Question

Is the sequence bounded, monotone, and convergent or divergent? If it is convergent, find the limit. $$ a_{n}=\frac{2^{n+1}}{5^{n}} $$

Short answer

The sequence is bounded, monotonic decreasing, and convergent with a limit of 0.

Step-by-step solution

Simplify the Sequence

The given sequence is \( a_n = \frac{2^{n+1}}{5^n} \). Simplify this to \( a_n = \frac{2 \cdot 2^n}{5^n} = 2 \left( \frac{2}{5} \right)^n \).

Check Monotonicity

To check monotonicity, consider \( \left( \frac{2}{5} \right) \), which is less than 1. Observe that as \( n \) increases, \( \left( \frac{2}{5} \right)^n \) will decrease because raising a fraction less than 1 to higher powers gets smaller. Therefore, the sequence is monotonic decreasing.

Determine Boundedness

Since \( \left( \frac{2}{5} \right)^n \) decreases to 0 as \( n \to \infty \), and is always non-negative, the sequence is bounded below by 0. Additionally, since it's decreasing, its maximum is its first term which is 4.

Test for Convergence

A sequence is convergent if it approaches a finite limit as \( n \to \infty \). Since \( \left( \frac{2}{5} \right)^n \to 0 \), we have \( a_n = 2 \left( \frac{2}{5} \right)^n \to 0 \). Thus, the sequence is convergent.

Find the Limit

As previously determined, the limit of \( a_n = 2 \left( \frac{2}{5} \right)^n \) as \( n \to \infty \) is 0. Therefore, the sequence converges to 0.

Key concepts

Bounded Sequences

A sequence is said to be **bounded** if it is confined within a certain range of values, particularly having an upper and lower limit. This means that there exists some numbers, say \( M \) and \( m \), such that every element of the sequence is less than or equal to \( M \) and greater than or equal to \( m \).
For the sequence \( a_n = 2 \left( \frac{2}{5} \right)^n \), let us examine its bounds. This sequence has a lower bound of 0, as each term always remains non-negative since fractions to positive integer powers do not change sign.
Because the sequence is decreasing, the upper bound is simply the first term when \( n = 0 \), which calculates to 4. Thus, this sequence is bounded with bounds 0 and 4.
Ultimately, recognizing this can help greatly in further analyzing the sequence's characteristics.

Monotonic Sequences

A **monotonic sequence** is one that consistently increases or decreases as its index increases. In mathematical terms, a sequence \( \{a_n\} \) is monotonic if either \( a_{n+1} \geq a_n \) for all \( n \) (monotonic increasing) or \( a_{n+1} \leq a_n \) for all \( n \) (monotonic decreasing).
The sequence \( a_n = 2 \left( \frac{2}{5} \right)^n \) is shown to be **monotonic decreasing**. This is because \( \left( \frac{2}{5} \right) < 1 \), making each subsequent term smaller than the previous one as \( n \) increases.

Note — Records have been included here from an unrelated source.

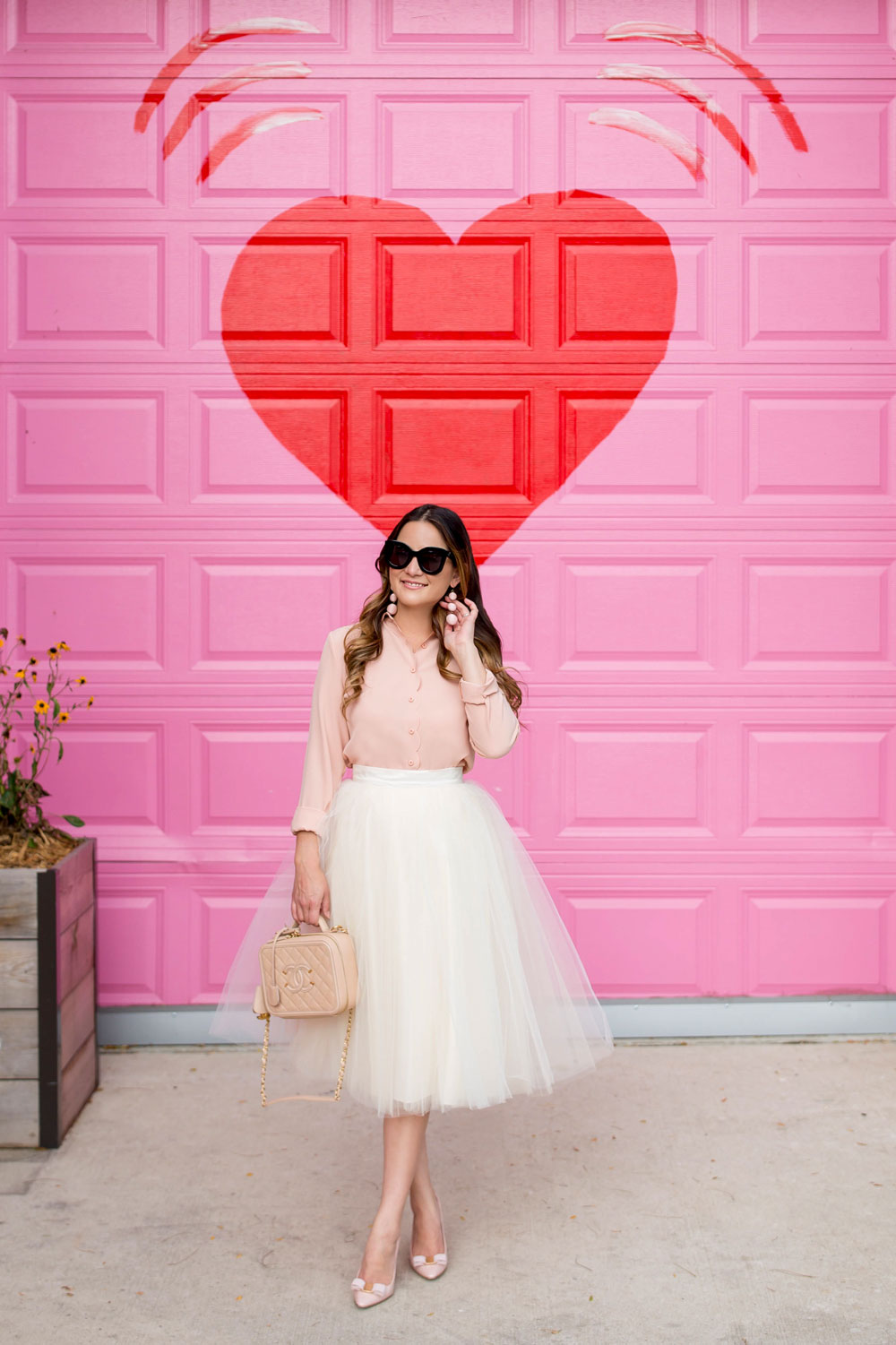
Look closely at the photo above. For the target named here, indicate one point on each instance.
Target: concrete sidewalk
(712, 1192)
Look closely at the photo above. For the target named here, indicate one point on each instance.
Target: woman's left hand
(459, 639)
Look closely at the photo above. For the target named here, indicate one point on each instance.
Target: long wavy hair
(364, 641)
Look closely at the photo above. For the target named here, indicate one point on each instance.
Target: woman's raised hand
(310, 894)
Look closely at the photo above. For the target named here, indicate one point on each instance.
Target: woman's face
(412, 587)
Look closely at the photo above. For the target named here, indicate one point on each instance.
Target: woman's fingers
(310, 901)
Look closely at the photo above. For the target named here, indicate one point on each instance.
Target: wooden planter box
(48, 1051)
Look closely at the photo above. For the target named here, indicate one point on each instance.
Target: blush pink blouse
(408, 716)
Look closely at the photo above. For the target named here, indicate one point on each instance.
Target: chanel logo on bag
(297, 978)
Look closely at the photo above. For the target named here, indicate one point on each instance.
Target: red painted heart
(402, 367)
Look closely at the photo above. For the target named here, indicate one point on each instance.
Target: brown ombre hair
(364, 642)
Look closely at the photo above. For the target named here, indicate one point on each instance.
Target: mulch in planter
(35, 849)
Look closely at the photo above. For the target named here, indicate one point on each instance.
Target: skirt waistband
(401, 775)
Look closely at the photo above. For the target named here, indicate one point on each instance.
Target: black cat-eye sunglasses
(431, 558)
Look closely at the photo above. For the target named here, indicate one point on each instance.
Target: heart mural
(400, 366)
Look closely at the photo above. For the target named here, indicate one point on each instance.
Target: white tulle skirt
(470, 987)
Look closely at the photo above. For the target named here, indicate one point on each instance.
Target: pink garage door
(635, 324)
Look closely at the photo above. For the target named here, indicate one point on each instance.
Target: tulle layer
(470, 987)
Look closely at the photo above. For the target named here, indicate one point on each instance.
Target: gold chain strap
(267, 1041)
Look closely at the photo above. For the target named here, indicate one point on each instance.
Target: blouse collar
(431, 639)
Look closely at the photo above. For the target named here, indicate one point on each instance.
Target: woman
(470, 988)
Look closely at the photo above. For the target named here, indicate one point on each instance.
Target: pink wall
(689, 542)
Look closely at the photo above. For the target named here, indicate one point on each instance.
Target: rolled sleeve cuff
(475, 693)
(307, 819)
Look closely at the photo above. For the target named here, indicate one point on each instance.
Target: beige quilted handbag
(307, 975)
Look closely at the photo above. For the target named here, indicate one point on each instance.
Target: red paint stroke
(220, 89)
(254, 125)
(210, 38)
(688, 91)
(636, 30)
(625, 118)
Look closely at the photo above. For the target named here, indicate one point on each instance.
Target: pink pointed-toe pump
(372, 1291)
(431, 1267)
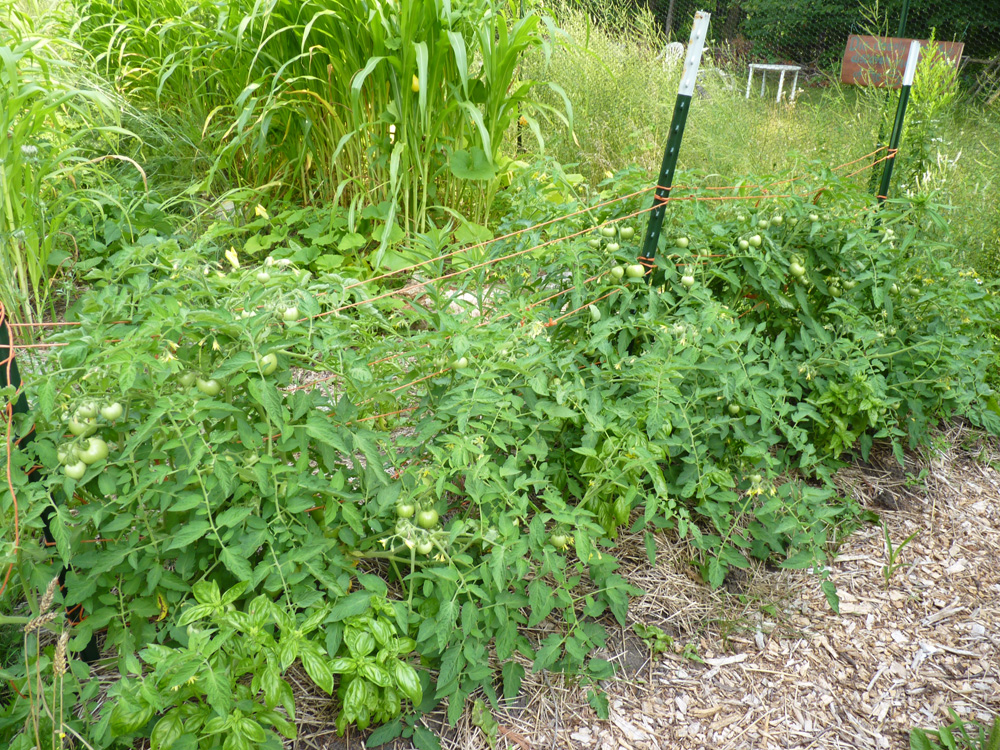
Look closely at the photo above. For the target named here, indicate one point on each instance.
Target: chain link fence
(770, 96)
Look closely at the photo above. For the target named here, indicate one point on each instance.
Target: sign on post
(879, 60)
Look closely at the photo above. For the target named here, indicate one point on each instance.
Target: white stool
(781, 80)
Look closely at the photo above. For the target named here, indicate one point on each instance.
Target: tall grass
(403, 105)
(55, 125)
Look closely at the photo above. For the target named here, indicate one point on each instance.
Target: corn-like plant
(363, 101)
(49, 124)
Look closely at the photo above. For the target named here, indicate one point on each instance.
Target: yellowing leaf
(161, 602)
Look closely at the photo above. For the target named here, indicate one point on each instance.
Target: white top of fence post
(699, 31)
(911, 63)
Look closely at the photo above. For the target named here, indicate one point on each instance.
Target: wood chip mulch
(794, 674)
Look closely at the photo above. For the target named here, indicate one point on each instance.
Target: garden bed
(899, 655)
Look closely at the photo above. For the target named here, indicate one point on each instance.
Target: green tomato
(427, 518)
(75, 471)
(209, 387)
(93, 451)
(82, 427)
(425, 546)
(112, 411)
(66, 454)
(635, 271)
(86, 410)
(269, 363)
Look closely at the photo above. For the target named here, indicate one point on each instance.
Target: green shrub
(315, 441)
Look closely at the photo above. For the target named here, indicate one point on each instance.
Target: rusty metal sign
(879, 60)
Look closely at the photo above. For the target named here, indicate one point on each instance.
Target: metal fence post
(897, 126)
(10, 375)
(699, 32)
(901, 33)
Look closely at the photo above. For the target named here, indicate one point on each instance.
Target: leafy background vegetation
(311, 466)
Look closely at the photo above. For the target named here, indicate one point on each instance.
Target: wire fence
(814, 35)
(545, 310)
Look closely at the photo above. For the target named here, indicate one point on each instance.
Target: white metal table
(781, 80)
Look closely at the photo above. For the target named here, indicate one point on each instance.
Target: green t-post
(9, 374)
(897, 126)
(696, 45)
(901, 33)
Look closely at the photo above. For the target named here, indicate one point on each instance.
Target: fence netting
(772, 94)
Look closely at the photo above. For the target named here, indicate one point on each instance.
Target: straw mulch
(792, 674)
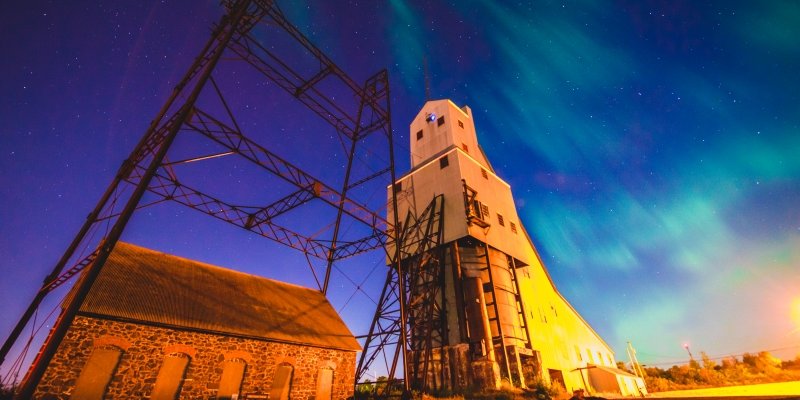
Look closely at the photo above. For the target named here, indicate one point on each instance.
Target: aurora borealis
(653, 146)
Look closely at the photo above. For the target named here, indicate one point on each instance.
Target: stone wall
(144, 348)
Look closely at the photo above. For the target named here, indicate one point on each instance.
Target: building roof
(144, 285)
(612, 370)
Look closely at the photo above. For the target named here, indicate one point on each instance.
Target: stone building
(162, 327)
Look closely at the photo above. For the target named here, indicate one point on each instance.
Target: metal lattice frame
(148, 170)
(416, 311)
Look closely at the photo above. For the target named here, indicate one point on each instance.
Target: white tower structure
(482, 308)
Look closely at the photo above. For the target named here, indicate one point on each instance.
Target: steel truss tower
(205, 107)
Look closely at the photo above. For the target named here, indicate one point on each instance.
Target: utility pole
(637, 368)
(686, 346)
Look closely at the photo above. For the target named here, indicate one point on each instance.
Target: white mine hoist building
(482, 307)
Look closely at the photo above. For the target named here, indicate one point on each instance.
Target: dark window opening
(324, 384)
(97, 373)
(281, 383)
(230, 382)
(170, 377)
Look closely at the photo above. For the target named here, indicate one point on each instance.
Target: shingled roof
(143, 285)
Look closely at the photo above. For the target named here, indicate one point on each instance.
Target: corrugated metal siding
(144, 285)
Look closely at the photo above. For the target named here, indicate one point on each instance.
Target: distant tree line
(730, 371)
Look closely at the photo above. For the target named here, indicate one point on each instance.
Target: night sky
(652, 147)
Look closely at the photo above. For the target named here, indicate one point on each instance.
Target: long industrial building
(482, 308)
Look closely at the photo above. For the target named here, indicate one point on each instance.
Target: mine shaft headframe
(411, 296)
(146, 171)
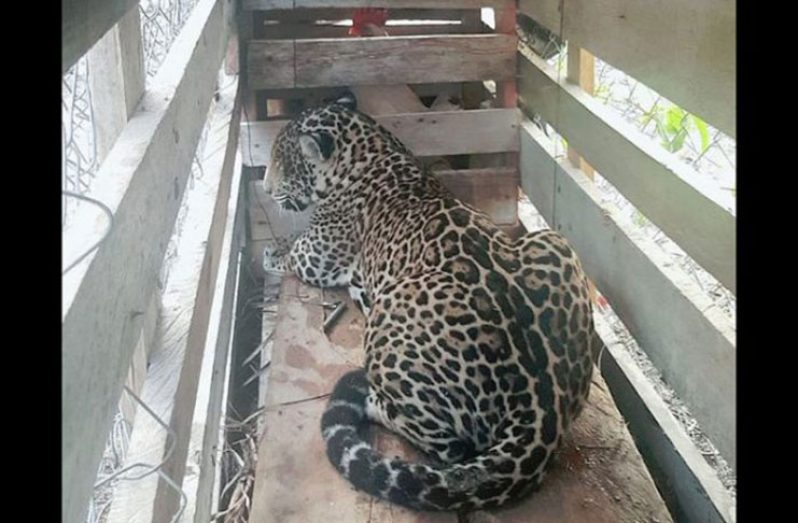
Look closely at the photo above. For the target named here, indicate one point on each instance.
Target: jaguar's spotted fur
(479, 349)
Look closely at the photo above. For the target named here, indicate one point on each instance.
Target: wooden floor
(597, 477)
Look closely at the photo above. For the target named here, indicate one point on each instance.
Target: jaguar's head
(306, 153)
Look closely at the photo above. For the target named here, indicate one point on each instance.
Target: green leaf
(676, 119)
(703, 130)
(678, 141)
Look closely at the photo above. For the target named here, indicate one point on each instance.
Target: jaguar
(479, 348)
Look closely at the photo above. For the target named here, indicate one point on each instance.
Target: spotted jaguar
(479, 349)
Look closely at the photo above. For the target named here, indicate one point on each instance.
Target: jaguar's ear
(317, 146)
(348, 100)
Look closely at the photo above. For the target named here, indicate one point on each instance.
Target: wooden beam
(688, 339)
(346, 13)
(141, 182)
(295, 31)
(688, 484)
(394, 4)
(83, 22)
(172, 381)
(690, 60)
(494, 191)
(425, 134)
(581, 72)
(117, 75)
(380, 60)
(207, 427)
(689, 209)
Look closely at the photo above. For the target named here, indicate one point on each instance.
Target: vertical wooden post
(116, 79)
(506, 91)
(581, 71)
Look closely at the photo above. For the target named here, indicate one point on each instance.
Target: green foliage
(674, 124)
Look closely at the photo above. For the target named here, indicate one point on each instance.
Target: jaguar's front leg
(358, 292)
(276, 256)
(312, 259)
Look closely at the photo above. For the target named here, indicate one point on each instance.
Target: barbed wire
(161, 21)
(79, 147)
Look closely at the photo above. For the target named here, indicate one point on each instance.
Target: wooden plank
(100, 328)
(650, 294)
(295, 31)
(346, 13)
(581, 72)
(690, 209)
(688, 484)
(207, 428)
(494, 191)
(270, 63)
(380, 60)
(597, 476)
(83, 22)
(376, 100)
(690, 60)
(395, 4)
(172, 382)
(137, 373)
(116, 63)
(425, 134)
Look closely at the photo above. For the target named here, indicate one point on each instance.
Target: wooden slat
(83, 22)
(207, 434)
(688, 484)
(380, 60)
(295, 31)
(494, 191)
(117, 75)
(141, 182)
(345, 13)
(688, 339)
(690, 59)
(395, 4)
(686, 206)
(581, 72)
(425, 134)
(172, 383)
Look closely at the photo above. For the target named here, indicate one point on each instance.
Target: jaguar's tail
(507, 470)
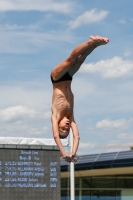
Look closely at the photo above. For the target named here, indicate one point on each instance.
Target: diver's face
(64, 127)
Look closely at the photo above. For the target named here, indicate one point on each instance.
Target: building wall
(111, 187)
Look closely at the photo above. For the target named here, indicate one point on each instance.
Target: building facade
(107, 176)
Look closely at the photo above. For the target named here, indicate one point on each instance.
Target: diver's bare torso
(62, 100)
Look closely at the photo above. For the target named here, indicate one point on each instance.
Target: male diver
(63, 99)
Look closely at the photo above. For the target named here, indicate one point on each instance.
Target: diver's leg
(67, 64)
(81, 58)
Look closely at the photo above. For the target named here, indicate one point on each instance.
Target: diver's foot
(97, 40)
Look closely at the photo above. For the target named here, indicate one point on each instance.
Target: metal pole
(72, 181)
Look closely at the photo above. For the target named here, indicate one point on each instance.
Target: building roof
(28, 143)
(102, 161)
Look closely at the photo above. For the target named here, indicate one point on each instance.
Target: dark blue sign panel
(29, 174)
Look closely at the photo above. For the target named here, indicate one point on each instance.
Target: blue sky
(37, 35)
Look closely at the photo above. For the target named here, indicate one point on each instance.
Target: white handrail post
(72, 181)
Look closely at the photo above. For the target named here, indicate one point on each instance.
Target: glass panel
(86, 195)
(103, 183)
(65, 194)
(126, 194)
(86, 182)
(77, 195)
(65, 182)
(103, 195)
(124, 183)
(118, 195)
(77, 182)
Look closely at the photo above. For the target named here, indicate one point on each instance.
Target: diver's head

• When \( n =0 \), \( a_0 = 2 \).
• As \( n \to \infty \), the terms shrink towards 0.

Being able to identify a sequence as monotonic helps us predict its behavior as well, often aiding in determining convergence or divergence.

Limit of a Sequence

The **limit of a sequence** is the value that the terms of the sequence approach as the index \( n \) gets infinitely large. A sequence is convergent if it has a limit, and divergent if it does not.
In our sequence, \( a_n = 2 \left( \frac{2}{5} \right)^n \), we calculate its limit as \( n \to \infty \). As shown in the analysis, since \( \left( \frac{2}{5} \right)^n \) approaches 0, and multiplying by 2 does not change the fact that it approaches 0, the entire sequence tends to 0.
We now understand that this sequence converges to 0. Recognizing the limit of a sequence is crucial, as it tells us about the long-term behavior of the sequence and whether it stabilizes around a particular value.